Harry sah über die Schulter des Thestrals nach unten und fiel fast herunter. Unter ihm war nichts als Wasser. Wohin er auch sah, nur der endlose Ozean.

Harry umklammerte den Hals des Thestrals und rückte sich wieder in seine alte Position zurecht.

"Sag mal, wohin bringst du mich?" flüsterte er. Seine Zähne klapperten. "Ist es noch weit?"

Keine Antwort.

Harry blieb für eine Weile zusammengekauert sitzen. Plötzlich wurde der Thestral langsamer und begann zu sinken.

Ein Hoffnungsschauer durchfuhr Harry. Waren sie an ihrem Ziel angekommen? Er spähte über die Ohren des Thestrals und versuchte zu sehen, was er ansteuerte. Aber er sah nur eine große Wolke. Einen Moment später waren sie in die Wolke eingetaucht, und Harry sah nur grauen Nebel. Feuchtigkeit setzte sich in seinen Haaren und auf seiner Brille ab, und als sie durch die Wolke hindurch waren, war Harry praktisch blind. Er traute sich nicht, eine Hand von der Mähne des Thestrals zu nehmen, um die Gläser zu polieren. Er hoffte einfach, dass das Problem sich von selbst lösen würde. Und er hatte recht, denn die Feuchtigkeit verschwand und trocknete, und er konnte wieder etwas sehen.

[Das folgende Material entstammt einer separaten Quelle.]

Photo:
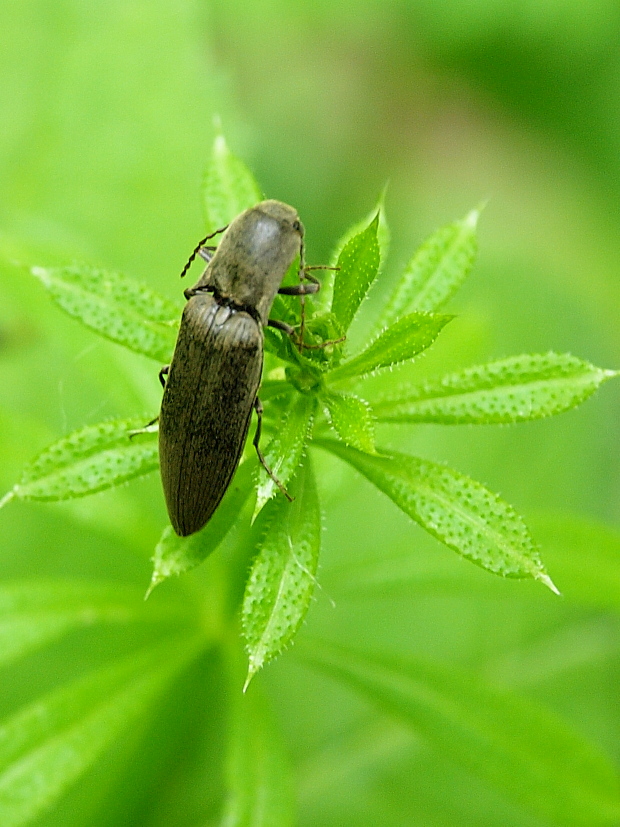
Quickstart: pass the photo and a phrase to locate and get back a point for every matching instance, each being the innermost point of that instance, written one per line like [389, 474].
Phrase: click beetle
[213, 379]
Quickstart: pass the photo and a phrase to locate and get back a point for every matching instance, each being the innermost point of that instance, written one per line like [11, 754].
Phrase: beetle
[212, 382]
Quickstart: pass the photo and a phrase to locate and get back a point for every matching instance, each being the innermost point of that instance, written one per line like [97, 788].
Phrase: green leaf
[175, 555]
[352, 419]
[585, 556]
[436, 271]
[455, 509]
[511, 743]
[117, 307]
[33, 613]
[89, 460]
[359, 265]
[509, 390]
[323, 299]
[47, 746]
[400, 342]
[229, 187]
[285, 451]
[258, 774]
[282, 579]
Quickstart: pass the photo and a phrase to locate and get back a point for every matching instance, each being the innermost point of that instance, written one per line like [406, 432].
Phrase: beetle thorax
[255, 252]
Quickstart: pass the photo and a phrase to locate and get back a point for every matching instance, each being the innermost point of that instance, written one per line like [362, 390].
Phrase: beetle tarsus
[300, 289]
[258, 407]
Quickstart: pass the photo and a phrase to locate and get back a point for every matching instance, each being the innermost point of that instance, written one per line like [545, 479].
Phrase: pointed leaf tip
[7, 497]
[548, 582]
[156, 579]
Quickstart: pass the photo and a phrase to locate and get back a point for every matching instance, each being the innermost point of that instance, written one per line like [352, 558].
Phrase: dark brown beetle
[213, 378]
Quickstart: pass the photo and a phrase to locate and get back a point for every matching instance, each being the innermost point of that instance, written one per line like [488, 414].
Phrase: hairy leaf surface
[436, 270]
[400, 342]
[282, 578]
[229, 187]
[460, 512]
[116, 306]
[89, 460]
[509, 390]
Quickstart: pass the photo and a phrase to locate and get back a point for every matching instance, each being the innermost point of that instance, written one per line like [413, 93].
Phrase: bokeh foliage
[108, 123]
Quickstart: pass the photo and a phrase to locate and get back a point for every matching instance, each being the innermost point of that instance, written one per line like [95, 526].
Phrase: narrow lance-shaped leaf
[436, 271]
[400, 342]
[282, 579]
[352, 419]
[89, 460]
[229, 187]
[585, 557]
[323, 299]
[359, 264]
[46, 747]
[116, 306]
[460, 512]
[509, 742]
[510, 390]
[175, 555]
[258, 774]
[285, 451]
[34, 613]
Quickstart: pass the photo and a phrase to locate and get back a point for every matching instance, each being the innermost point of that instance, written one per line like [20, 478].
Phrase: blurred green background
[108, 119]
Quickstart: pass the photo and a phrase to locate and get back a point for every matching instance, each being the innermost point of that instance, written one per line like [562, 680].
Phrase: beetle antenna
[196, 249]
[302, 275]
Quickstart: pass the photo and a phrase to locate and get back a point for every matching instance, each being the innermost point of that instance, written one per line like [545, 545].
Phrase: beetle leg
[301, 289]
[258, 407]
[196, 249]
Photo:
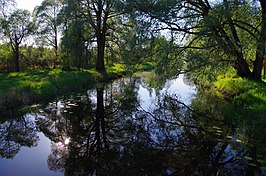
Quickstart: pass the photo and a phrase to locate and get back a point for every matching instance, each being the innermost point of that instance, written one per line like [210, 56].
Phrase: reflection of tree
[115, 136]
[16, 133]
[202, 146]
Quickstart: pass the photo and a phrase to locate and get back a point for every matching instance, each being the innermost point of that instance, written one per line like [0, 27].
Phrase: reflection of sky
[33, 161]
[29, 161]
[176, 86]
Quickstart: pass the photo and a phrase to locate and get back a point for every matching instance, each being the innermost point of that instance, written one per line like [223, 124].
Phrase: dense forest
[99, 84]
[179, 35]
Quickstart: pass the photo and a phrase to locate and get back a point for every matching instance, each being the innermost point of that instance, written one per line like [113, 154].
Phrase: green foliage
[246, 107]
[42, 85]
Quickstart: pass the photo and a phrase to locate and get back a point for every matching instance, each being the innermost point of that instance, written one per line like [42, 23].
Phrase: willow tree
[225, 25]
[16, 27]
[98, 14]
[49, 26]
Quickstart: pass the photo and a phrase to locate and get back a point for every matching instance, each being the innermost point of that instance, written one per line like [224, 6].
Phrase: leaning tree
[226, 26]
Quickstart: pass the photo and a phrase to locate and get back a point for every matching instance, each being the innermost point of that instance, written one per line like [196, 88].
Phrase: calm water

Was er sah, ließ seine Kinnlade vor Überraschung herunterfallen. Der Thestral war dabei, auf einer Insel zu landen, die unter ihnen lag. Sie war ziemlich groß und sehr idyllisch. Harry konnte Bäume und Wiesen sehen. Die Insel lag auf einer Art Plateau; steile Klippen führten zu einem schmalen Strand hinunter, der um die ganze Insel herumlief. Während sie tiefer sanken, wurde der Thestral langsamer und schwebte auf dem Wind, bis sie sanft auf einer der Wiesen landeten.

Harry glitt vom Rücken des Thestrals, und seine Beine gaben sofort unter ihm nach. Er brach auf dem grünen Gras zusammen und lag ein paar Minuten ausgestreckt auf dem Rücken da. Die Sonne war aufgegangen und taute seine gefrorenen Glieder auf. Harry schloss die Augen.

Etwas Warmes und Feuchtes berührte seine Wange: Der Thestral stupste ihn mit der Nase an. Harry öffnete die Augen und machte eine gewaltige Anstrengung, um auf die Füße zu kommen. Er spürte, dass er nun vierundzwanzig Stunden schlafen könnte, aber er hatte hier eine Mission zu erfüllen.

Irgendwo auf dieser Insel sollte er einen Weg finden, Sirius zurückzubringen.